Он посмотрел на меня удивлённо.
– Я? Конечно нет. Я здесь на реке.
– Вы, кажется, теперь постоянно на реке, не правда ли? – спросил я с саркастической улыбкой.
– Постоянно, – ответил он. – Не пожалуете ли вы и миссис Трибкин посмотреть на мой дом-лодку? Замечательно прочно и удобно устроено. Буду рад видеть вас в любое время!
– Много благодарен! – отвечал я, стараясь быть вежливым, как прилично светскому человеку. – Но мы теперь почти всегда дома: сын мой ещё слишком мал, чтобы ценить прелести речной жизни!
– О да, разумеется! – И в первый раз «мальчик» казался действительно удивлённым. – Это конечно не годится для… для маленького ягнёнка.
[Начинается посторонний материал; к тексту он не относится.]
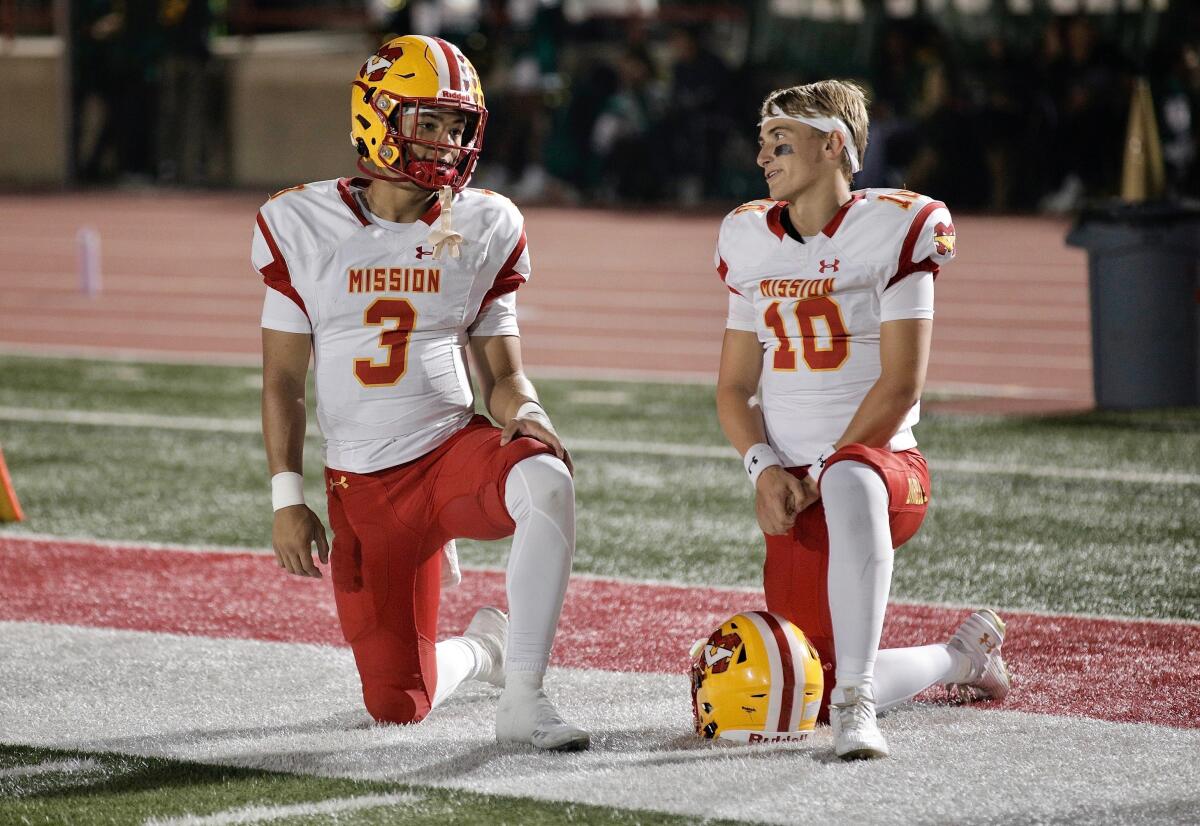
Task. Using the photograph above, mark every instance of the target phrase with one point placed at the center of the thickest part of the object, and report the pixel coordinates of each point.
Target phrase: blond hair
(827, 99)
А как он поживает? (С видом лицемерного участия.)
– Здоров и цветёт, – отвечал я с гордостью. – Такой прекрасный ребёнок…
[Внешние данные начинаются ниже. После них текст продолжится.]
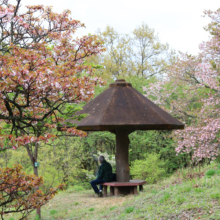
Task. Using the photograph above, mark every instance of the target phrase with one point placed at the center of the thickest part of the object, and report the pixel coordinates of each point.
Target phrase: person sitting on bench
(104, 175)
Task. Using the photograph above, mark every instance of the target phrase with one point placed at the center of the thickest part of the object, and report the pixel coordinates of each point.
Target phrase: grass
(185, 195)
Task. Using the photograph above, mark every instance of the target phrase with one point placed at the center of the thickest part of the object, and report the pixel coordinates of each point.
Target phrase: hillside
(188, 194)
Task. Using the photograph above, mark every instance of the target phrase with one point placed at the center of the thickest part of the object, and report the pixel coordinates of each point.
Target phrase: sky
(178, 23)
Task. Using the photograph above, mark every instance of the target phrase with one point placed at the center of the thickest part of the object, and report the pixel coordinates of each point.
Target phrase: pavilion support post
(121, 157)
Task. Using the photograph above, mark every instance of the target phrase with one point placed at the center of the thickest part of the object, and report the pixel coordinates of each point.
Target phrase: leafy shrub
(113, 208)
(199, 190)
(53, 212)
(180, 200)
(129, 209)
(215, 196)
(210, 173)
(166, 196)
(151, 169)
(77, 188)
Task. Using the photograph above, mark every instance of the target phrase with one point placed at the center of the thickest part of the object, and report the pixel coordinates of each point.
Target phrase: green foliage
(210, 173)
(180, 200)
(151, 168)
(215, 196)
(165, 197)
(37, 217)
(113, 208)
(53, 212)
(78, 188)
(129, 209)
– Да-да, конечно, – быстро перебил усач. – И Гонория… миссис Трибкин, я думаю, страшно привязана к нему?
– Ужасно! – сказал я, пристально всматриваясь в его замечательно красивую наружность. – Она вся поглощена им, поглощена сердцем и душой!
– Удивительно… я хотел сказать, восхитительно! – пробормотал ненавистный молодой лицемер. – Пожалуйста, передайте мой привет и напомните, что я здесь на реке.
«Так же, как напомню, что королева Анна скончалась, – думал я презрительно, смотря, как он смело проскользнул перед самым носом извозчичьей лошади и исчез на другой стороне улицы. – Он рыба, – говорил я себе, – рыба, а не человек. Соскоблить с него чешую и сварить к обеду, – повторял я мысленно, идя дальше, – соскоблить с него чешую и сварить к обеду!» Эта идиотская фраза застряла у меня в голове и повторялась всё снова в моих ушах с утомительным однообразием, из чего легко понять, что нервы мои были страшно натянуты и весь я был потрясён домашними тревогами, которые приходилось переживать.
Когда я вернулся вечером домой, я застал жену в самом весёлом настроении. Она сидела в мягком кресле, курила папиросу и читала газету «Truth».
– Я говорю, – воскликнула она, обернувшись, когда я вошёл, – вот потеха! Джорджи выходит замуж за графа Ричмура!
Признаюсь, я был удивлён.
– Как, Джорджи? – переспросил я недоверчиво.